By L.A. Williams, Correspondent
Christian Action League
August 29, 2013
If you pour yourself out for the hungry and satisfy the desire of the afflicted, then shall your light rise in the darkness and your gloom be as the noonday.
RALEIGH — A Christian ministry that was threatened with arrest for passing out biscuits to the homeless in Raleigh’s Moore Square on Aug. 24 has now been told that charitable groups can feed the hungry in the park without purchasing an $800 permit while city leaders seek a long-term solution to the issue.
The announcement came from the City Council’s Law and Public Safety Committee after some 250 people showed up at a public hearing Wednesday to speak out about the Aug. 24 incident involving Love Wins Ministries.
According to the group’s web site, Love Wins representatives arrived at Moore Square at 9 a.m. just as they have nearly every Saturday and Sunday for the past six years, with support from nearly a half dozen large area churches. But on that day, three Raleigh police officers told them that if they attempted to distribute food, they would be arrested.
Love Wins leaders reported that they knew they couldn’t use the park without a permit, so for the past six years they have set up on the public sidewalk instead and cleaned up after themselves. They had no idea why the rules suddenly changed on Aug. 24 or what ordinance they could be violating.
According to WRAL, Raleigh has had a law on the books since 1998 prohibiting distribution of food in a city park without a permit. Police Chief Cassandra Deck-Brown apparently told officers to start enforcing the rule, but to first educate volunteers before making arrests.
However, those trying to hand out food said they were told under no uncertain terms that they would be arrested if they didn’t stop immediately and leave the area.

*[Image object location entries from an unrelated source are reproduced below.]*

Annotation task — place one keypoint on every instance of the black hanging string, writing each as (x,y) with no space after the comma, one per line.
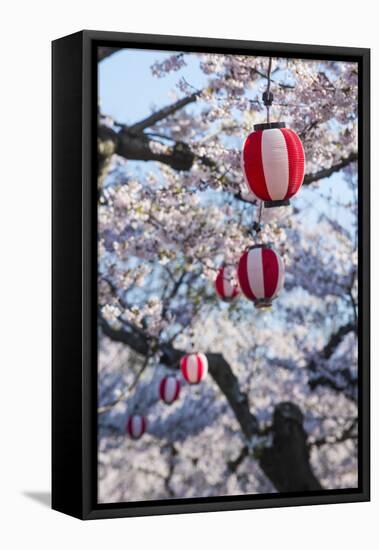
(267,96)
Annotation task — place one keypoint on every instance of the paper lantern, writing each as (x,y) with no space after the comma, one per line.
(194,367)
(169,389)
(225,285)
(136,426)
(273,163)
(261,274)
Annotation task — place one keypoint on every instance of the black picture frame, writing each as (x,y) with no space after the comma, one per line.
(74,330)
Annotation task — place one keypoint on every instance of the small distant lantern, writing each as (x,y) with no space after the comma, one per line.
(136,426)
(194,367)
(225,284)
(169,389)
(261,275)
(273,163)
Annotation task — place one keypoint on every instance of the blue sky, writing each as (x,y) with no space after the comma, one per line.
(129,92)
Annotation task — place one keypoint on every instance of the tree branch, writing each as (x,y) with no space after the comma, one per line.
(327,172)
(163,113)
(286,462)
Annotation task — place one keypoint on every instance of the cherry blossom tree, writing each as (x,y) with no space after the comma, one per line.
(278,411)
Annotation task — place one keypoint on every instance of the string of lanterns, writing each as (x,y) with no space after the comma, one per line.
(272,163)
(194,369)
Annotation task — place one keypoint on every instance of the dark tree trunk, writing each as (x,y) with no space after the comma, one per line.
(286,462)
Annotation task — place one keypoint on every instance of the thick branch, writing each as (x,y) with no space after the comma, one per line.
(286,462)
(140,147)
(327,172)
(162,113)
(328,378)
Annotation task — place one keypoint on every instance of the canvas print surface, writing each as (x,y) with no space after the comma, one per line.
(227,275)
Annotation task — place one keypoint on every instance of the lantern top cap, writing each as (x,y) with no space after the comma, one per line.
(265,245)
(269,126)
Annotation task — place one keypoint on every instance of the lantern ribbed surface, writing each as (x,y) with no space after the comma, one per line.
(136,426)
(169,389)
(273,163)
(261,274)
(225,286)
(194,367)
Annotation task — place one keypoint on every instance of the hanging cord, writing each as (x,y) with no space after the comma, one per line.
(267,96)
(257,225)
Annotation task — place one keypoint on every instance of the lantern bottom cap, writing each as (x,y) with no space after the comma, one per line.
(274,204)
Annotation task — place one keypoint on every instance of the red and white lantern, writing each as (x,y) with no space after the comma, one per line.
(169,389)
(225,284)
(136,426)
(273,163)
(261,275)
(194,367)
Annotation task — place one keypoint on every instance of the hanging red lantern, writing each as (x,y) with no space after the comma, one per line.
(261,274)
(169,389)
(194,367)
(225,285)
(273,163)
(136,426)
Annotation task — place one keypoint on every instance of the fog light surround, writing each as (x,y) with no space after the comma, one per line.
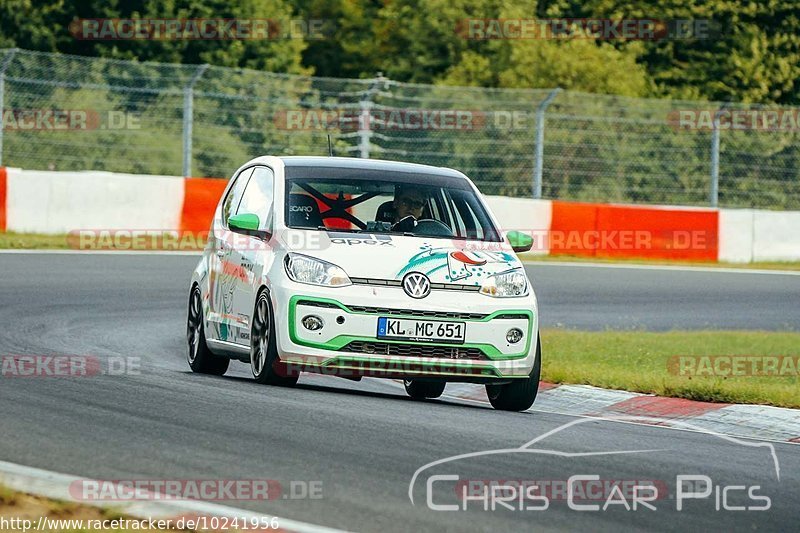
(514,335)
(312,322)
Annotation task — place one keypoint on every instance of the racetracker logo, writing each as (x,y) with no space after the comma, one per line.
(31,119)
(594,29)
(200,29)
(746,119)
(93,490)
(67,366)
(734,365)
(381,119)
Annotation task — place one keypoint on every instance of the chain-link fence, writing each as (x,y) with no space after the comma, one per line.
(74,113)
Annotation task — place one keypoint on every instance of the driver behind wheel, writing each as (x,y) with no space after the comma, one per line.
(408,201)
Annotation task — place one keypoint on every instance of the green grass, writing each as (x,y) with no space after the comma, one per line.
(765,265)
(639,361)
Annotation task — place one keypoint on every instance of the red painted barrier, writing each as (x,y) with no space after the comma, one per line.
(3,184)
(200,199)
(620,231)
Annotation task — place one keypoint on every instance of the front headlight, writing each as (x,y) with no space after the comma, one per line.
(506,284)
(305,269)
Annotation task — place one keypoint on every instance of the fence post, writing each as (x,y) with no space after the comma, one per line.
(188,120)
(3,67)
(714,193)
(365,117)
(539,149)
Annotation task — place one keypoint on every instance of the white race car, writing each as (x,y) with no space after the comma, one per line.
(357,267)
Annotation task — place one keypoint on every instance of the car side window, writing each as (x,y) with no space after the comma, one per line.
(258,196)
(235,195)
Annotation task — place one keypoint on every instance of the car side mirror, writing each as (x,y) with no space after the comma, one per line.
(247,224)
(520,242)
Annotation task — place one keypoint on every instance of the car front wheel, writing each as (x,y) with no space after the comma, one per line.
(520,394)
(264,361)
(200,358)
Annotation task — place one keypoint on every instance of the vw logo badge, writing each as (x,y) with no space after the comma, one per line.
(417,285)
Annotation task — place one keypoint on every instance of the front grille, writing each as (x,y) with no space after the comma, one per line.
(416,312)
(398,283)
(414,350)
(311,303)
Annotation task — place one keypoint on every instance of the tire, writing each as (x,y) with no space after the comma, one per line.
(264,361)
(421,390)
(520,394)
(200,358)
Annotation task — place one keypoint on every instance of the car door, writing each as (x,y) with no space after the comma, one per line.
(220,282)
(251,255)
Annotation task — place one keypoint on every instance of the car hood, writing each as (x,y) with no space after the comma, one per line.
(390,257)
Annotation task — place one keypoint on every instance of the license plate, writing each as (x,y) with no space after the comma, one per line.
(421,330)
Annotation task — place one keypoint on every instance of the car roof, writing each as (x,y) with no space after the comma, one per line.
(368,164)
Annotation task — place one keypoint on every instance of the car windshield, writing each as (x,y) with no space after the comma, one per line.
(359,200)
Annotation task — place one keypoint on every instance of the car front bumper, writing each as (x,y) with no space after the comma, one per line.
(347,345)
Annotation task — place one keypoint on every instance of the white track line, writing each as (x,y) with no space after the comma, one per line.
(56,486)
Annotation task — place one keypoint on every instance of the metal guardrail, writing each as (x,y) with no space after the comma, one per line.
(74,113)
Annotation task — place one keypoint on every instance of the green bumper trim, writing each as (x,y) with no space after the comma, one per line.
(341,341)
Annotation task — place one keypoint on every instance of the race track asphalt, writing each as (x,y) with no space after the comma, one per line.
(364,441)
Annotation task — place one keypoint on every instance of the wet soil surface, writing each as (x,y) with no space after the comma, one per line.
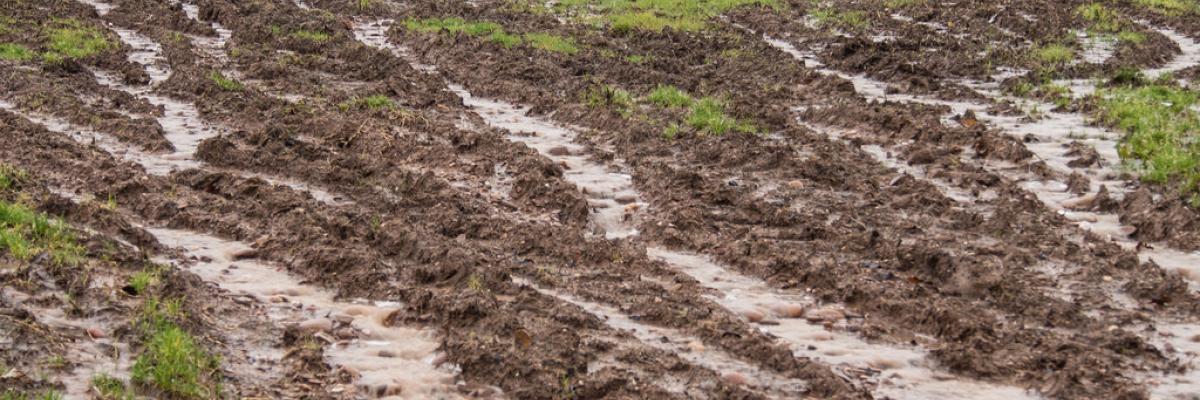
(355,209)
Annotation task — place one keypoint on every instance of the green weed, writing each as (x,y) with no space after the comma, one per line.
(1170,7)
(111,388)
(311,35)
(13,52)
(225,83)
(1102,18)
(1054,54)
(654,15)
(25,233)
(552,43)
(76,41)
(827,17)
(600,96)
(669,96)
(172,360)
(708,115)
(1162,131)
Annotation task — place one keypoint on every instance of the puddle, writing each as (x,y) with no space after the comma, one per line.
(393,362)
(95,356)
(1054,131)
(682,345)
(903,372)
(375,34)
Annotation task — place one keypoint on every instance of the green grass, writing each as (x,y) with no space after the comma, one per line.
(1162,131)
(25,233)
(311,35)
(1102,18)
(827,17)
(708,115)
(552,43)
(13,52)
(76,41)
(492,33)
(1170,7)
(142,280)
(9,394)
(225,83)
(172,360)
(903,4)
(1132,37)
(1054,54)
(654,15)
(111,388)
(669,96)
(607,96)
(11,175)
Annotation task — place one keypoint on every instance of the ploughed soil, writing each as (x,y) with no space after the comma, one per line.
(436,210)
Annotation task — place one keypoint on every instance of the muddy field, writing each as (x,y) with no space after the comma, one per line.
(582,200)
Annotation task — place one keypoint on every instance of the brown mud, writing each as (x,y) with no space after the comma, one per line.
(907,226)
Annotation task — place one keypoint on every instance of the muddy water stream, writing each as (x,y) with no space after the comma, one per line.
(391,360)
(906,372)
(1054,131)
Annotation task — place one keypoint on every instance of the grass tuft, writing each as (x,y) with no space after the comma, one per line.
(669,96)
(225,83)
(25,233)
(13,52)
(76,41)
(708,115)
(1162,129)
(552,43)
(173,362)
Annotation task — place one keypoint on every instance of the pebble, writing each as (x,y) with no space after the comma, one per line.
(316,324)
(754,315)
(789,310)
(562,150)
(736,378)
(825,315)
(243,254)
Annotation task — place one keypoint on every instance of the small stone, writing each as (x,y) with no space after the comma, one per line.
(827,315)
(883,364)
(1079,202)
(789,310)
(316,324)
(736,378)
(754,315)
(245,254)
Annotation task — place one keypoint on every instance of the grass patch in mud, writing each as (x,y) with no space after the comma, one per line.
(173,362)
(1170,7)
(226,83)
(493,33)
(829,17)
(24,395)
(1162,126)
(653,15)
(370,102)
(75,41)
(13,52)
(25,234)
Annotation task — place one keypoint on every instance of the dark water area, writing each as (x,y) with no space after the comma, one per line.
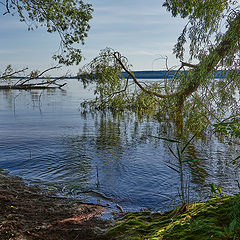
(100,158)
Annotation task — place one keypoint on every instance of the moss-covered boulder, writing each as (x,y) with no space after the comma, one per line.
(217,218)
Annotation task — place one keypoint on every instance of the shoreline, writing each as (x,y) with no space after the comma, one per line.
(29,212)
(32,213)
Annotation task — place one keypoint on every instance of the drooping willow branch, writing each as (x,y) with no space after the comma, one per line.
(200,72)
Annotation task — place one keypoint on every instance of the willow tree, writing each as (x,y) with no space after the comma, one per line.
(69,19)
(193,97)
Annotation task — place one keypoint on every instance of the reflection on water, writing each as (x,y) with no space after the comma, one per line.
(99,157)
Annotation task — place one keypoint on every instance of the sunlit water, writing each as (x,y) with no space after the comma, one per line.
(45,138)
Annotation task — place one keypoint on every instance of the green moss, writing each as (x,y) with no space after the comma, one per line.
(216,218)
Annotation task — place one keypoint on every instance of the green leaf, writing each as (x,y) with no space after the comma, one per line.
(188,142)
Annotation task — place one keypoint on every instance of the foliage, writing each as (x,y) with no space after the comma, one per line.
(207,220)
(67,18)
(193,99)
(205,18)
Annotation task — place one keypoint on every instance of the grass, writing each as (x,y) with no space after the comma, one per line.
(217,218)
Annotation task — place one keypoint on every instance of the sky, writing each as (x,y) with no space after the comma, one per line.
(141,30)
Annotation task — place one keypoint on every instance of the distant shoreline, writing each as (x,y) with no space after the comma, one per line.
(162,74)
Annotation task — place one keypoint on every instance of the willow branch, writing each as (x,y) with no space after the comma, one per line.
(118,57)
(13,73)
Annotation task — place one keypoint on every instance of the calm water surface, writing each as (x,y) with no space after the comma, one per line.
(45,138)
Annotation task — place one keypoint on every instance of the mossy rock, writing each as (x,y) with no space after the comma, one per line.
(217,218)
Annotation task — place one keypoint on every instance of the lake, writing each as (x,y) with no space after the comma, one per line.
(47,140)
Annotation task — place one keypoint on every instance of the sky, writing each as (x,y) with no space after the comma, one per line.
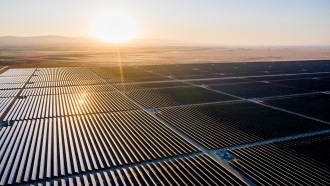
(222,22)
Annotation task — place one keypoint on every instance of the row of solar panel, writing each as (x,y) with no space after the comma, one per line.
(64,77)
(280,164)
(45,106)
(197,170)
(225,125)
(46,148)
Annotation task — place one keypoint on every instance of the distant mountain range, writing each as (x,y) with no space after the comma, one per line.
(57,40)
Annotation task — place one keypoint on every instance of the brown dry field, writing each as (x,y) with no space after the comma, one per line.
(89,56)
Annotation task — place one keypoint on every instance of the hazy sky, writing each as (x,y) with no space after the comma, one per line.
(224,22)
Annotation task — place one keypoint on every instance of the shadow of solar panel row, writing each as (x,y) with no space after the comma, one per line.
(12,80)
(315,105)
(274,164)
(315,147)
(47,148)
(176,96)
(45,106)
(66,90)
(148,85)
(18,72)
(291,76)
(127,74)
(4,103)
(11,86)
(64,77)
(220,81)
(308,84)
(61,71)
(197,170)
(256,90)
(230,124)
(64,83)
(8,93)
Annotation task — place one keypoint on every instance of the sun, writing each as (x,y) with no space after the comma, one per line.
(115,27)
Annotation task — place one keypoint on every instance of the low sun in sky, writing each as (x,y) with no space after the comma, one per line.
(115,27)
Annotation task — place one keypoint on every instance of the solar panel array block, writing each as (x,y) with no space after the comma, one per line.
(184,124)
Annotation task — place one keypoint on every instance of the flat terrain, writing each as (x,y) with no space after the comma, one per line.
(87,55)
(200,123)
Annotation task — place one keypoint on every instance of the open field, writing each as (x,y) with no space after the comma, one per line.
(86,55)
(199,123)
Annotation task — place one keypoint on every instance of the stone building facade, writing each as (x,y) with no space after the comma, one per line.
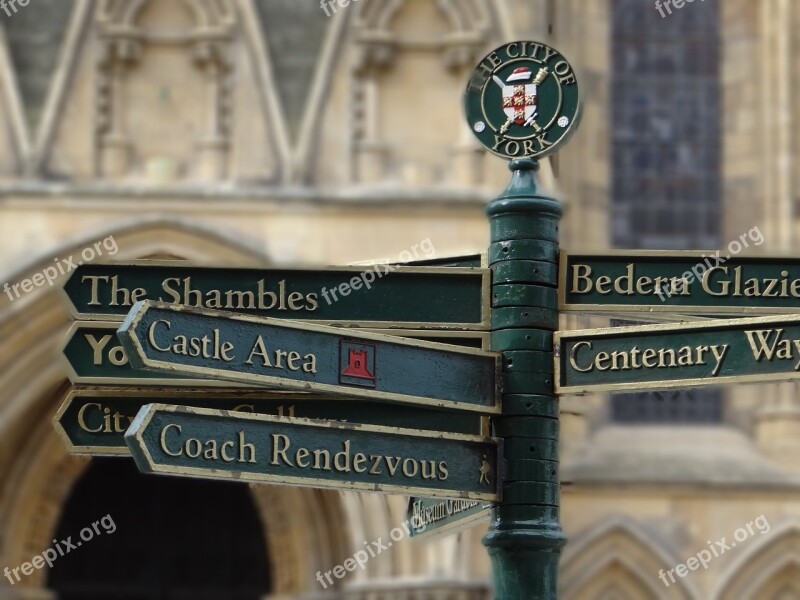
(256,132)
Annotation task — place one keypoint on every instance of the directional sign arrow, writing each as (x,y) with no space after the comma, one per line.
(94,421)
(685,283)
(669,356)
(377,296)
(215,444)
(291,355)
(434,517)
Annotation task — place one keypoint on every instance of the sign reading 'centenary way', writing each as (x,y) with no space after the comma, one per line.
(258,448)
(374,296)
(669,355)
(94,421)
(283,354)
(679,282)
(431,517)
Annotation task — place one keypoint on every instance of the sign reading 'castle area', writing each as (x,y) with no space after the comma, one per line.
(669,355)
(217,444)
(369,296)
(679,282)
(283,354)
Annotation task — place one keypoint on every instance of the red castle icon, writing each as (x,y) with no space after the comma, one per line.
(357,365)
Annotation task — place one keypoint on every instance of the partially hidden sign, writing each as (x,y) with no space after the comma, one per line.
(292,355)
(215,444)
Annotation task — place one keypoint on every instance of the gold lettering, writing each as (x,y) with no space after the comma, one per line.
(151,337)
(573,357)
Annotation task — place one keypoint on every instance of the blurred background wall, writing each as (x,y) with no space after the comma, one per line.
(257,132)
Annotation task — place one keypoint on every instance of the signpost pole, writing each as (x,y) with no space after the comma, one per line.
(525,537)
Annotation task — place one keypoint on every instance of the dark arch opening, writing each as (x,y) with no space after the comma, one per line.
(164,539)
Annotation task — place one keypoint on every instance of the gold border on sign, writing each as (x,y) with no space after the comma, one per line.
(148,411)
(665,311)
(484,273)
(730,325)
(281,383)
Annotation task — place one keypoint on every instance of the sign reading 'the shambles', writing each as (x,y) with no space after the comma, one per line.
(375,296)
(679,282)
(678,355)
(216,444)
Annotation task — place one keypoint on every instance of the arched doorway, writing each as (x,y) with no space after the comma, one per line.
(166,539)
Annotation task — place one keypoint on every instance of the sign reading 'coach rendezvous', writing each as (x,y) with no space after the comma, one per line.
(217,444)
(292,355)
(374,296)
(670,356)
(679,282)
(94,421)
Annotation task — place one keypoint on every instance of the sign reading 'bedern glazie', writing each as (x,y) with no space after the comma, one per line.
(218,444)
(300,356)
(370,296)
(679,282)
(678,355)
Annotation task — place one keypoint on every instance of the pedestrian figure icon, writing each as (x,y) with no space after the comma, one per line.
(485,472)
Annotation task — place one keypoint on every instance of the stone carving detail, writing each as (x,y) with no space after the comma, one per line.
(130,39)
(379,45)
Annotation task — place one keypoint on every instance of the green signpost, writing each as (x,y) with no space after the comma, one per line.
(93,421)
(523,102)
(375,296)
(218,444)
(678,355)
(282,354)
(688,283)
(434,517)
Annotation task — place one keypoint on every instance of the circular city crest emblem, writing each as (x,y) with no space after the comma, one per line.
(522,100)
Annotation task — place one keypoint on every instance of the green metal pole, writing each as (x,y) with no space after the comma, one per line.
(525,537)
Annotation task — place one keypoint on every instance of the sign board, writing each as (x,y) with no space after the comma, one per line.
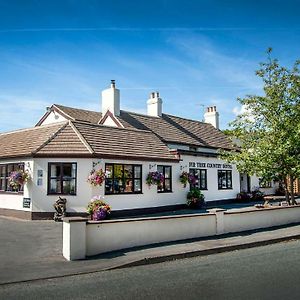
(26,202)
(209,165)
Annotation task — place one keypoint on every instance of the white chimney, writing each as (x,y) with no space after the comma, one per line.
(211,116)
(154,105)
(111,100)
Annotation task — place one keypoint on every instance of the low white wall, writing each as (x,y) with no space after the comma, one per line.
(260,218)
(119,234)
(82,238)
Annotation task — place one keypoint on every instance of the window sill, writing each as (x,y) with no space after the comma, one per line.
(58,194)
(127,193)
(12,193)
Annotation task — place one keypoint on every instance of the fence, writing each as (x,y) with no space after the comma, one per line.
(83,238)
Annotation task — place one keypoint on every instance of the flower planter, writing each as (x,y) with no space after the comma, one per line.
(99,215)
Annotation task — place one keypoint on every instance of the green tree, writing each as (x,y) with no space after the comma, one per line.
(269,129)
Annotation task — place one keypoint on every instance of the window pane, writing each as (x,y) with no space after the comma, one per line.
(2,184)
(160,169)
(55,186)
(108,171)
(137,171)
(118,172)
(2,171)
(127,171)
(128,186)
(108,186)
(118,185)
(137,185)
(69,186)
(67,170)
(10,168)
(167,172)
(55,170)
(167,185)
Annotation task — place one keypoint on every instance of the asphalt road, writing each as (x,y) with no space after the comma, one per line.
(269,272)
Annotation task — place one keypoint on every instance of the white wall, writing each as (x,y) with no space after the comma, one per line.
(212,192)
(44,203)
(82,238)
(120,234)
(53,118)
(41,202)
(260,218)
(12,200)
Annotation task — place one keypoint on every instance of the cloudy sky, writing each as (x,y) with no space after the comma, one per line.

Once Love Wins shared their story on the Internet, supporters began phoning and e-mailing Mayor Nancy McFarlane and City Council members, which led to Wednesday’s public hearing and the decision to place a moratorium on the “no feeding in the park” ordinance.
“While this decision is not ideal for the long term, we do look forward to collaborating with Mayor McFarlane and the City Council to craft a sustainable solution that benefits all of Raleigh’s citizens,” wrote Rev. Hugh Hollowell, Love Wins’ director on the organization’s blog after the hearing.
“Until that happens, we’re just happy that we get to share a meal with our friends in Moore Square.”
The Rev. Mark Creech, executive director of the Christian Action League, commended Love Wins and the nearly 30 other ministries involved in feeding the homeless in Moore Square, and said their willingness to stand up for the rights of citizens to use the park will make all the difference.
“Love Wins has said they are not satisfied with the status quo, nor should we be when there is opportunity to serve and to right wrongs in our community,” Dr. Creech said. “Too often faith-based organizations get pushed to the side for one reason or another when they are laboring to meet some need. We trust that Raleigh officials won’t do that to Love Wins or others who are striving to care for ‘the least of these.'”
The Christian Action League will continue to follow this issue.